Tickle College of Engineering
The University of Tennessee, Knoxville, offers an online Data-Driven Decision-Making Graduate Certificate for working professionals and current students seeking to expand their analytics skills, including tools to extract information from data and how to use that information to make decision.
Cost Per Credit Hour*
*Cost per credit hour is an estimate based on maintenance and university fees. Some programs may have additional course fees. Please contact your department for additional information on any related fees, and visit Tuition and Fees in Detail at One Stop.

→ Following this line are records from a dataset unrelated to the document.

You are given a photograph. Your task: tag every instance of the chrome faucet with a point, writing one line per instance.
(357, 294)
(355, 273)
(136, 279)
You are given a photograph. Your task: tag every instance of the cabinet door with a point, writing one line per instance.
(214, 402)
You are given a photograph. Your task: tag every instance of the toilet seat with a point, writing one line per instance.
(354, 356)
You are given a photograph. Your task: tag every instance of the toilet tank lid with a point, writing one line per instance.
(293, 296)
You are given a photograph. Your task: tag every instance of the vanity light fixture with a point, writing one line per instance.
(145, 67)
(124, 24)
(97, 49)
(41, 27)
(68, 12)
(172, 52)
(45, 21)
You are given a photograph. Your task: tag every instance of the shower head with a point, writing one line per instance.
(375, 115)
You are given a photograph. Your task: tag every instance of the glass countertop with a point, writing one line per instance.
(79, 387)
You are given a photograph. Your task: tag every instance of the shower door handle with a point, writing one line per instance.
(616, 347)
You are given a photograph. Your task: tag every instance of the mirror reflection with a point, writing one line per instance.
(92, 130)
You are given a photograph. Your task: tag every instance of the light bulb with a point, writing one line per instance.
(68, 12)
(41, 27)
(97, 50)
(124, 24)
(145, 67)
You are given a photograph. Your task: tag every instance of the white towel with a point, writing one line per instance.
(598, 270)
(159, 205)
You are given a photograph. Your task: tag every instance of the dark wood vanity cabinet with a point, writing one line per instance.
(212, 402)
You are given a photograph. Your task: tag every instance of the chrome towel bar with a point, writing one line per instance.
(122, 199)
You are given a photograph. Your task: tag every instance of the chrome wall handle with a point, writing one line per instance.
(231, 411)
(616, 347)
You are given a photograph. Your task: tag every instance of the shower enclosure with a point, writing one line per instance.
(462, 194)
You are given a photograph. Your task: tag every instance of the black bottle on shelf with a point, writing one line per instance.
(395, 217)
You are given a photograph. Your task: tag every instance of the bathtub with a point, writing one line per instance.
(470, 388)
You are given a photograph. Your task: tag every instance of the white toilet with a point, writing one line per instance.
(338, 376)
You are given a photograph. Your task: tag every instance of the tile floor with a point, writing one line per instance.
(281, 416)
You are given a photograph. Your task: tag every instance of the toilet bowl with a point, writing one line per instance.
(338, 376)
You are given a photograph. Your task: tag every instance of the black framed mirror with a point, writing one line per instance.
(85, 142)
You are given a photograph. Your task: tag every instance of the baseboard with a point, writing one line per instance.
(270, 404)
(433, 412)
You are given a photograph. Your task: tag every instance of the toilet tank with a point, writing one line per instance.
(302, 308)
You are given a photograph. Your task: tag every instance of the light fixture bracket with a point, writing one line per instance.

Gain the Skills Needed to Utilize Data for Decision-Making
Data analytics involves the development and application of statistical and quantitative analysis methods and the construction of explanatory and predictive models to drive the decision-making process. Students completing the certificate will have a basic foundation of critical tools to extract useful information from big data, as well as for modeling, simulation, optimization and decision analysis in order to support efficient data-driven decision making. The program is designed for working professionals as well as full-time students who want to broaden their analytics capabilities.
Asynchronous & Synchronous
The two core classes of this certificate focus on both the mathematical fundamentals of the state-of-the-art data analytics techniques as well as how to best utilize them. We discuss such questions as the following:
• How do these techniques work?
• Are they guaranteed to always work?
• How much can you trust their outcome?
Understanding how these techniques work, as well as their limitations, is necessary to maximize their ability to improve decision-making. For a variety of application areas, we model how to best do this. After the culmination of the two required courses, students will be able to take elective classes in their chosen department, allowing them to apply data analytics techniques in their home domain.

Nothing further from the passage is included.